Maybe. But if you begin with the biggest one, you might think you’re not making fast enough progress, lose steam, and quit before you even get close to finishing. It’s important to pay your debts in a way that keeps you motivated until you’ve wiped them all out. Those quick wins will pump you up!
And that happens when you start with the smallest debt. Once you’ve saved your $1,000 starter emergency fund, list all your debts (except the house) smallest to largest. Now it’s time to get rid of them ASAP with the debt snowball.
Here’s How the Debt Snowball Works
Step 1: List your debts from smallest to largest.
Step 2: Make minimum payments on all debts except the smallest—throw as much money as you can at that one. Once that debt is gone, take its payment and apply it to the next smallest debt while continuing to make minimum payments on the rest.
Step 3: Repeat this method as you plow your way through debt. The more you pay off, the more your freed-up money grows—like a snowball rolling downhill.

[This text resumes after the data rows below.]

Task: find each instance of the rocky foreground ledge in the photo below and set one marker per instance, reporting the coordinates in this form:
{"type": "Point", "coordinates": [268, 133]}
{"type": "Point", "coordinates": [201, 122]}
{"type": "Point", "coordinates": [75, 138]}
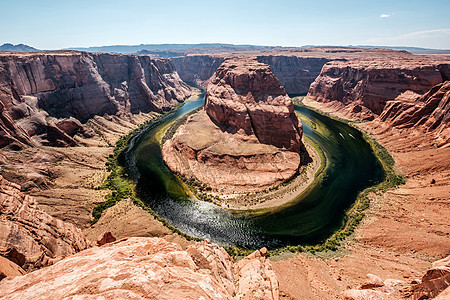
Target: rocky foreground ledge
{"type": "Point", "coordinates": [149, 268]}
{"type": "Point", "coordinates": [247, 137]}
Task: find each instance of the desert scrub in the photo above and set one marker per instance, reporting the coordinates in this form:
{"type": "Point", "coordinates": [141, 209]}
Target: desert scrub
{"type": "Point", "coordinates": [117, 182]}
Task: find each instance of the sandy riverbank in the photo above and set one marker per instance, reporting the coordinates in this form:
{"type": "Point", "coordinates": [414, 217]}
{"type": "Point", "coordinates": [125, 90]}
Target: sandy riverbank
{"type": "Point", "coordinates": [285, 194]}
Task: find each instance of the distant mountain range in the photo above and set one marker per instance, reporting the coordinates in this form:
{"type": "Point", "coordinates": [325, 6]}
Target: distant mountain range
{"type": "Point", "coordinates": [173, 50]}
{"type": "Point", "coordinates": [178, 48]}
{"type": "Point", "coordinates": [413, 50]}
{"type": "Point", "coordinates": [18, 47]}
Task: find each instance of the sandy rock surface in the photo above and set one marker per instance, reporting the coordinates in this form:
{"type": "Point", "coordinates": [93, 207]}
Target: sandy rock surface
{"type": "Point", "coordinates": [147, 268]}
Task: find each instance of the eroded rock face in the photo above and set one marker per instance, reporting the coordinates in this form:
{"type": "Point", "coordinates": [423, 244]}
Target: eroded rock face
{"type": "Point", "coordinates": [369, 84]}
{"type": "Point", "coordinates": [436, 281]}
{"type": "Point", "coordinates": [431, 110]}
{"type": "Point", "coordinates": [246, 96]}
{"type": "Point", "coordinates": [295, 73]}
{"type": "Point", "coordinates": [30, 237]}
{"type": "Point", "coordinates": [197, 68]}
{"type": "Point", "coordinates": [38, 90]}
{"type": "Point", "coordinates": [247, 137]}
{"type": "Point", "coordinates": [146, 268]}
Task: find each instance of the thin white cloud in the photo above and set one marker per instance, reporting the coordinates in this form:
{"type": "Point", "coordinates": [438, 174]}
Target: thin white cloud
{"type": "Point", "coordinates": [434, 38]}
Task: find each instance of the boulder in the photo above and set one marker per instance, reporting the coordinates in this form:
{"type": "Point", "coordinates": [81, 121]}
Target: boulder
{"type": "Point", "coordinates": [9, 268]}
{"type": "Point", "coordinates": [105, 238]}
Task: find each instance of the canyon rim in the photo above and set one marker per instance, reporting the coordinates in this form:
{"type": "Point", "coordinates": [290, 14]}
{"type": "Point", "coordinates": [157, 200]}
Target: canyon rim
{"type": "Point", "coordinates": [220, 170]}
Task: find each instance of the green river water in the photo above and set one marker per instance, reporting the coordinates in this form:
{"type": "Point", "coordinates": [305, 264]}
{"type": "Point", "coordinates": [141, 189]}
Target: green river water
{"type": "Point", "coordinates": [351, 167]}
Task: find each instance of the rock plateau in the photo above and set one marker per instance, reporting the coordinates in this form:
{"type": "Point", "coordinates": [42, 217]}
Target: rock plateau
{"type": "Point", "coordinates": [30, 237]}
{"type": "Point", "coordinates": [45, 97]}
{"type": "Point", "coordinates": [246, 138]}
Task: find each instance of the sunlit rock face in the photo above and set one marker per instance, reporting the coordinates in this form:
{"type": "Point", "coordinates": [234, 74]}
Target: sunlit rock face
{"type": "Point", "coordinates": [246, 138]}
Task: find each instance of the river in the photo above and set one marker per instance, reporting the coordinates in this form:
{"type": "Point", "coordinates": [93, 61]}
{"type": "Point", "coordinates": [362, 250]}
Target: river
{"type": "Point", "coordinates": [351, 167]}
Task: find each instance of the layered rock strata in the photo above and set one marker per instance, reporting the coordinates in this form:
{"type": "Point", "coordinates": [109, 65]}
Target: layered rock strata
{"type": "Point", "coordinates": [197, 68]}
{"type": "Point", "coordinates": [45, 97]}
{"type": "Point", "coordinates": [30, 237]}
{"type": "Point", "coordinates": [149, 268]}
{"type": "Point", "coordinates": [432, 110]}
{"type": "Point", "coordinates": [295, 73]}
{"type": "Point", "coordinates": [364, 86]}
{"type": "Point", "coordinates": [246, 138]}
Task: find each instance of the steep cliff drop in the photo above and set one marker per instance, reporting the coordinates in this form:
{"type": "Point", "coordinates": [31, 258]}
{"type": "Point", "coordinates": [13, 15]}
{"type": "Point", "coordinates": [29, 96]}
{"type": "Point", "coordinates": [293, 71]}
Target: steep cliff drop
{"type": "Point", "coordinates": [149, 268]}
{"type": "Point", "coordinates": [361, 87]}
{"type": "Point", "coordinates": [45, 97]}
{"type": "Point", "coordinates": [247, 137]}
{"type": "Point", "coordinates": [29, 237]}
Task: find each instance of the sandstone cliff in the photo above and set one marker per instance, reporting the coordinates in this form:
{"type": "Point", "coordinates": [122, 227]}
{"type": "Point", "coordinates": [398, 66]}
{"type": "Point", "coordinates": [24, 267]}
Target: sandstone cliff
{"type": "Point", "coordinates": [197, 68]}
{"type": "Point", "coordinates": [30, 237]}
{"type": "Point", "coordinates": [432, 110]}
{"type": "Point", "coordinates": [246, 95]}
{"type": "Point", "coordinates": [44, 97]}
{"type": "Point", "coordinates": [364, 86]}
{"type": "Point", "coordinates": [149, 268]}
{"type": "Point", "coordinates": [247, 137]}
{"type": "Point", "coordinates": [295, 73]}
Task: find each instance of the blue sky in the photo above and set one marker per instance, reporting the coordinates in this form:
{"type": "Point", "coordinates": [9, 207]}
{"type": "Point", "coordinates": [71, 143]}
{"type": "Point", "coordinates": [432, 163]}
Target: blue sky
{"type": "Point", "coordinates": [50, 24]}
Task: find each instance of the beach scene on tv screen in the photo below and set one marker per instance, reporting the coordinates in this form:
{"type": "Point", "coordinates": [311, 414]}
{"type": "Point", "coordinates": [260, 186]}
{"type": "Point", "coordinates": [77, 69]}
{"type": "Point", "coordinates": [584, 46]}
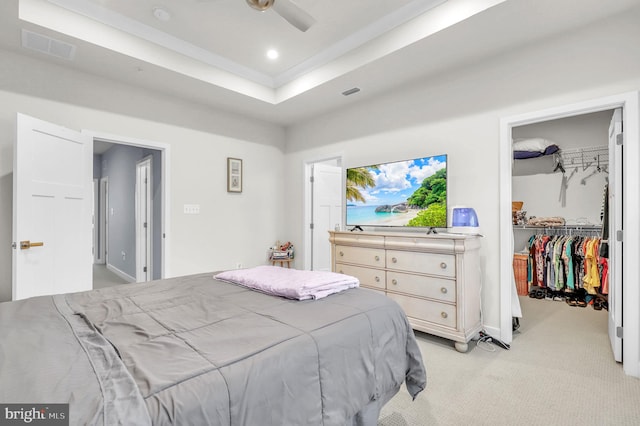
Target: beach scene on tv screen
{"type": "Point", "coordinates": [402, 193]}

- Credit card 1: $500 at 13% with a monthly payment of $25
- Credit card 2: $1,000 at 19% with a monthly payment of $50
- Car loan: $6,000 at 4% over four years with a monthly payment of $135
- Student loan: $15,000 at 5% over 10 years with a monthly payment of $159
If you pay the minimums on everything and add an extra $100 to the smallest credit card payment, you’ll pay it off in four months. Then you can attack the second credit card to the tune of $175 per month ($100 plus the newly freed-up $25, plus the $50 payment you’re already making). That one will be gone in five months. Now you have $310 a month ($175 plus $135) to put toward the car! At that rate, the car loan will hit the road in 15 months! By the time you get to the student loan, you’ll be paying $469 on it each month! You’ll wave goodbye to Sallie Mae in another 24 months and be totally out of debt.
That’s what happens when you have focused intensity and start with your smallest debt—it leads to big results!